Andy Rubin created Android: now he's making the "Essential" smartphone

Android inventor Andy Rubin has started another company which may well deliver the next big thing in smartphones and artificial intelligence. According to Bloomberg, Rubin's company "Essential" is producing a "suite" of devices that'll likely work together in concert. The first legal filing to appear with the word "Essential" on it tied to Rubin was a USPTO filing for the Essential logo – and the filing has Rubin's name on it.

According to the first filing for Essential at the USPTO, the company will be working with "mobile phones; smart phones; computers and tablet computers; accessories and replacement parts for all the aforementioned goods; computer operating software for mobile phones, smart phones, computers and tablet computers." The USPTO filing can be found VIA Archive.org where it'll be kept safe for the future.
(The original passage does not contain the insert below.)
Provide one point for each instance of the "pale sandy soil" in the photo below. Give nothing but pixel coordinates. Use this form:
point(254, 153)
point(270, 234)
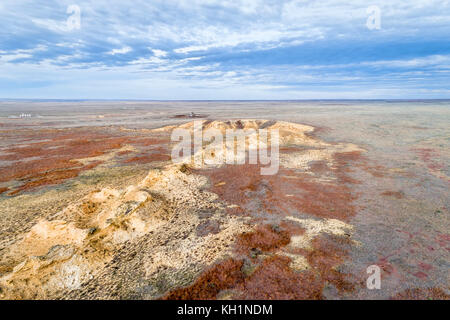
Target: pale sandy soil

SEE TOO: Andy Rubin bets on Quantum Computing and AI for the future

Essential Products Inc., as it's called, is said to be speaking with "mobile carrier executives" this year. According to Bloomberg, Rubin discussed the company's first smartphone with mobile carrier executives already this year at CES 2017. This smartphone is said to be a high-end smartphone made to compete with the highest-end smartphones the competition has to offer – think iPhone and Google Pixel and Samsung Galaxy S.

This same source says that there'll be a single smartphone (for starters) with a "large edge-to-edge screen that lacks a surrounding bezel." We've heard that "no bezel" business quite a few times before – hopefully, just to experience for real for once, the folks at Essential will deliver on this rumor.

Sources suggest that one prototype of the first Essential phone has a 5.5-inch display with a body that's smaller than the iPhone 7 Plus. Not that having a body smaller than the iPhone 7 Plus would be especially difficult, but this device's lack of a bezel is tipped to be a big contributing factor in its overall small body size. Sources also say that this smartphone's makers are in negotiations with Foxconn for manufacturing.

The pack of sources speaking with Bloomberg suggested this week that the first Essential phone will be unique in several ways. It'll have its own proprietary connector that'll charge the device and allow the device to have add-on accessories through the future. This connector will be magnetic, and the device will be made with metal edges and a ceramic backside.

This description fits well with a patent recently uncovered by SlashGear. Filed first in the spring of 2016, "Co-mold features on a chassis shell of a mobile device" shows an Essential Products, Inc. method for manufacturing a rather unique sort of smartphone device. In the first set of drawings (ABOVE), one image of the phone with a unibody design is shown (on the left). On the right is what we can safely assume is a representation of this new proprietary connector.

In the patent, Essential describes a method for creating a smartphone without the usual openings. Crevices will no longer allow for the ingress of dust, and all interaction between the user and the device will be done with buttons or the touchscreen without exposed seams or holes. The connector you see above is also made to connect without requiring a USB port – again, making this all work without a hole.

This design also allows for any of several sensors to be integrated with the device, including an electrical sensor system, optical sensor system, mechanical force sensor system, or "any combination thereof." Gestures will produce results, that is to say – if Essential decides to make it so.

Rubin will lead this project, and this company, and their first release will likely com later this year. If all goes as planned, this first Essential smartphone will be part of a family of devices that integrate artificially intelligent computing and likely effortless connectivity. The first phone is tipped to be running with a proposed price close to that of the iPhone 7 – that's right around $649 for starters.